Open Amazon SageMaker AI like this screenshot then click "Set up for a single user" for create SageMaker Studio.
Wait until SageMaker Studio is ready. After SageMaker Studio is ready, click "Open Studio".
This is what SageMaker Studio looks like. Click JupyterLab logo top left corner then click "Create JupyterLab space".
After space is created, click "Run space" then wait until show "Open JupyterLab" is available and status is Running.
Open SageMaker AI (not SageMaker Studio) console then click your Quick setup domain. Click "User profiles" -> click "default-..." then copy execution role for create SageMaker Endpoint step. For app configuration, click "Enable Docker on this domain" to can pull vLLM image and push to Amazon ECR.
Pull vLLM image and push to Amazon ECR with one shell script. In the terminal, run this shell script.

chmod +x vllm-to-ecr.sh
./vllm-to-ecr.sh

Search "0.19.1-gpu-py312-cu129-ubuntu22.04-sagemaker-v1.0" in image tags of vLLM because vLLM 0.19.1 version ready support Gemma 4 and use SageMaker version.

Open and check Amazon ECR private repository "vllm-gemma-4".

Open AWS IAM console then click Roles, search your IAM execution role that already copy before and add some policies because SageMaker Studio as a IDE needs to connect to AWS services. But what happens if you don't add some policies? Yes, access to AWS services is denied.

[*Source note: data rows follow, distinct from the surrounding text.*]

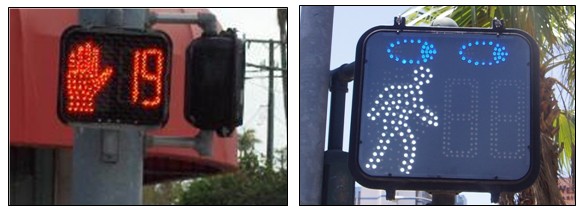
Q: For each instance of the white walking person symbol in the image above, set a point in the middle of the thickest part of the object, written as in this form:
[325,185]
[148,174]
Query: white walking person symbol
[395,107]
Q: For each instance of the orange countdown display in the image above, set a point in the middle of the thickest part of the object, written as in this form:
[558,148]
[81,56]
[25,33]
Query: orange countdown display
[114,76]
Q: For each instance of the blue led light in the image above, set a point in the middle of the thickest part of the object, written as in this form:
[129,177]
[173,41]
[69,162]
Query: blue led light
[499,53]
[427,51]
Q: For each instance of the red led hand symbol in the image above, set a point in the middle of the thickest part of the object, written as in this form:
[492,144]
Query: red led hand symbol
[85,77]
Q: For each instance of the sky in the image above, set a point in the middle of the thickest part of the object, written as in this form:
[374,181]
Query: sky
[258,23]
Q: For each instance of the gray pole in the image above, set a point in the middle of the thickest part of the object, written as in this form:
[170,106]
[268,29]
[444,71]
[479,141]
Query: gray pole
[108,163]
[271,106]
[314,51]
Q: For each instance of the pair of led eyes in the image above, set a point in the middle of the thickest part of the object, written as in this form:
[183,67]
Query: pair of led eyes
[428,51]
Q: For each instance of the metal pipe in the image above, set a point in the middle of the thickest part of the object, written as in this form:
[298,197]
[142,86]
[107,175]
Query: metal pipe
[270,121]
[315,48]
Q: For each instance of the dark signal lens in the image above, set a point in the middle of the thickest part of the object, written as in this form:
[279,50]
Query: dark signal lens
[214,82]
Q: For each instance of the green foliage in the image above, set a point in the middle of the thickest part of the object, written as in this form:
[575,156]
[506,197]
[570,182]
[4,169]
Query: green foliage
[253,184]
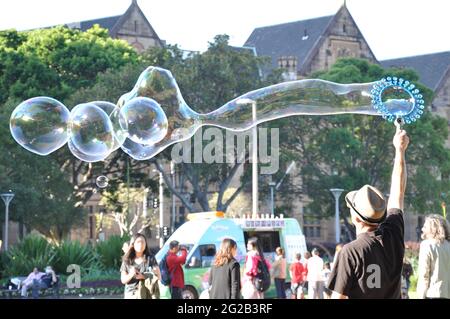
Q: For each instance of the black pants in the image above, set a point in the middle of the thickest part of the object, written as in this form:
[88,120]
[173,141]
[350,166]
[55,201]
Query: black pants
[176,292]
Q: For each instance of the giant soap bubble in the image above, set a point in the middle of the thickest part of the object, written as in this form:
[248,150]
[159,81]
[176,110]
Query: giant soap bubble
[40,125]
[91,130]
[120,128]
[146,122]
[154,115]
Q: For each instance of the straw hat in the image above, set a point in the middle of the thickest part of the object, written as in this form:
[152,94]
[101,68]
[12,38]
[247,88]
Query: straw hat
[369,203]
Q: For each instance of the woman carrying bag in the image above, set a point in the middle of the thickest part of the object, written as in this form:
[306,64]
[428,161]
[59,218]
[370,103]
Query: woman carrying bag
[140,271]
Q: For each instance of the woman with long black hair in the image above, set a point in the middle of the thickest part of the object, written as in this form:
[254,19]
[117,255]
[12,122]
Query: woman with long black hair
[138,264]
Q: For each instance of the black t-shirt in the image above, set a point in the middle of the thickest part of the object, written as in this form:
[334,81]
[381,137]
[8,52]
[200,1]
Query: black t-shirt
[371,266]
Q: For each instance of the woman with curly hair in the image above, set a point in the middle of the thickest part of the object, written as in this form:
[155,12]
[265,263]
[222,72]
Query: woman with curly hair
[434,259]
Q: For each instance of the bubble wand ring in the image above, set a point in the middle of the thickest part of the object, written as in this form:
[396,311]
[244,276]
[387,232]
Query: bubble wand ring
[387,111]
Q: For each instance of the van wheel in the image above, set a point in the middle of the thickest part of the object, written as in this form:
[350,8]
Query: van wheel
[189,292]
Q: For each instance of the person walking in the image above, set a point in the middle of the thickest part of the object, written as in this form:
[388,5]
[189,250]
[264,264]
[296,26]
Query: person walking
[297,271]
[279,273]
[434,259]
[225,276]
[174,264]
[251,271]
[315,277]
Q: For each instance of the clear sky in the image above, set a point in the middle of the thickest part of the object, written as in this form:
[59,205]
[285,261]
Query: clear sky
[393,28]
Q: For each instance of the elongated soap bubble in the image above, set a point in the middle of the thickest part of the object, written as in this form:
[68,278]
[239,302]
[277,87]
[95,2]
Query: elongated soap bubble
[91,130]
[146,132]
[40,125]
[146,122]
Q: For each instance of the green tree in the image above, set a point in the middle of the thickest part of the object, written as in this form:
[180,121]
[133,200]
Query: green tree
[54,62]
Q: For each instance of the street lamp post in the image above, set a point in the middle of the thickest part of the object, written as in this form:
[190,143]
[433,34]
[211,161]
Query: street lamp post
[276,186]
[161,208]
[254,156]
[272,186]
[172,172]
[7,198]
[337,193]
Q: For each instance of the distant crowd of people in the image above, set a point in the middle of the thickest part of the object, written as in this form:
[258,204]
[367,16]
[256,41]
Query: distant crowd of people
[371,266]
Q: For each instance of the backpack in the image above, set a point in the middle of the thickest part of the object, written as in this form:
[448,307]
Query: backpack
[262,280]
[164,270]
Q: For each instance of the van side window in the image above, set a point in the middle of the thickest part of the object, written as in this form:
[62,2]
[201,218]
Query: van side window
[203,256]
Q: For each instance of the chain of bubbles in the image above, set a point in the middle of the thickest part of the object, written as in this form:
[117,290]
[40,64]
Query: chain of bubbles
[141,128]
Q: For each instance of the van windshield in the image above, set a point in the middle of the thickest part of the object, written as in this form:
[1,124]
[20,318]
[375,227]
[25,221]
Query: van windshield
[202,257]
[269,241]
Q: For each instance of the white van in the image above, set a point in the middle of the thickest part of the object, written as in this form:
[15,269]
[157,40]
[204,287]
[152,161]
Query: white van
[204,232]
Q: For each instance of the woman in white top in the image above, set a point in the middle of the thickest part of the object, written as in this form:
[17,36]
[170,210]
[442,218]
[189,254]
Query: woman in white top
[434,259]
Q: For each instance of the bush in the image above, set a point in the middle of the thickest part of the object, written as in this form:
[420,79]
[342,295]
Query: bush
[32,251]
[74,252]
[109,252]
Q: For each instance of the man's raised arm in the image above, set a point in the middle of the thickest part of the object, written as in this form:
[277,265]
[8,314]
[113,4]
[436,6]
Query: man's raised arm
[398,183]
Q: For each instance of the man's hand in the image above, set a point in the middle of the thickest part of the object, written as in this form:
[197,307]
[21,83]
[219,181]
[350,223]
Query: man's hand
[401,139]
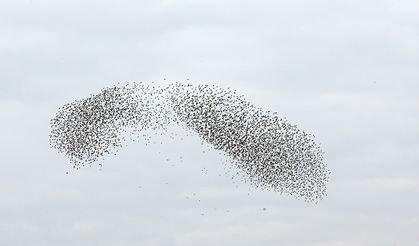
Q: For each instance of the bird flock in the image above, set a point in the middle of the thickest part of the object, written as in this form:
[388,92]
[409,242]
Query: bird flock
[270,152]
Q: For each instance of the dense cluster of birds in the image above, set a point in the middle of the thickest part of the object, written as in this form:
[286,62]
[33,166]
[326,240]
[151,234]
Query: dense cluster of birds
[269,151]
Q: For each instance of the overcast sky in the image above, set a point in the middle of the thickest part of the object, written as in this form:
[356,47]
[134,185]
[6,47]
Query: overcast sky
[346,71]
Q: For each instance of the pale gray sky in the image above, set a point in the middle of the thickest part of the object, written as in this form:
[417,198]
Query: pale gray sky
[346,71]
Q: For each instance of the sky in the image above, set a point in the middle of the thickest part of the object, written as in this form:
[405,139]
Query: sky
[346,71]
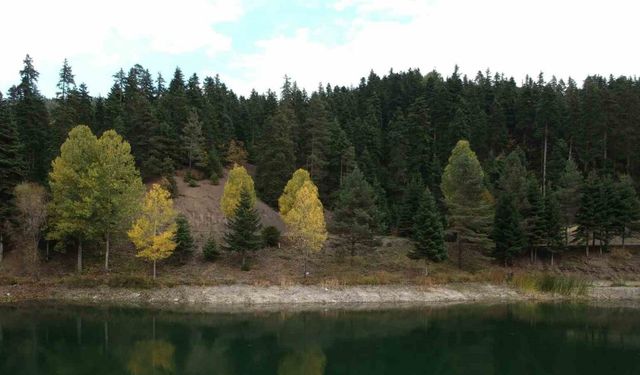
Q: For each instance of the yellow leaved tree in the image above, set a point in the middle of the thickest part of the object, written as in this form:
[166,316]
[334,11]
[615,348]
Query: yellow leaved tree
[238,178]
[288,197]
[154,231]
[305,221]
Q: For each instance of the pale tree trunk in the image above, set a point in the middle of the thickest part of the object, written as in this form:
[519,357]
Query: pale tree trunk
[106,254]
[79,264]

Then open AWS Service Quotas for request SageMaker Endpoint quota then search "SageMaker" then click "View quotas".

Write "g6.2x large for endpoint" then click "Request increase at account level".

Fill number in Increase quota value then click "Request".

In my case, my request was automatically Approved in just a few seconds. Then why must request an Endpoint quota? If do not request an Endpoint quota, will receive an error during the Endpoint creation process such as your endpoint instance are 0 and you need to request a Service Quota.

Then create SageMaker model, endpoint configuration and endpoint. (Code for this available on GitHub).

After SageMaker Endpoint is created, wait until SageMaker Endpoint is ready for inference and serving. Can see in Deployments -> Endpoints.

You also can see SageMaker model, endpoint configuration and endpoint in Amazon SageMaker AI console like this screenshot. Can see in Deployments & inference -> Deployable models, endpoints and endpoint configurations.

When SageMaker Endpoint is ready for inference and serving, now can test some sample photos (code available on GitHub) and display JSON-based structured output like this.

{"storeName": "OAK STREET MARKET", "purchaseDate": "26-10-2023", "total": 42.58}

NOTE : DELETE your SageMaker model, endpoint configuration and endpoint after testing because this endpoint use real-time endpoint that always running.

So why and how to create SageMaker model, endpoint configuration and endpoint using Terraform? Because Terraform is an Infrastructure as Code (IaC) tool, you can automatically create SageMaker resources faster and delete SageMaker resources with just one line of code.

Install Terraform with run this shell script.

/bin/bash -c "$(curl -fsSL https://raw.githubusercontent.com/Homebrew/install/HEAD/install.sh)"

eval "$(/home/linuxbrew/.linuxbrew/bin/brew shellenv bash)"

brew install gcc

brew tap hashicorp/tap

brew install hashicorp/tap/terraform

terraform --version

Then create Terraform files such as iam.tf, main.tf and sagemaker.tf in ONE folder (available on GitHub).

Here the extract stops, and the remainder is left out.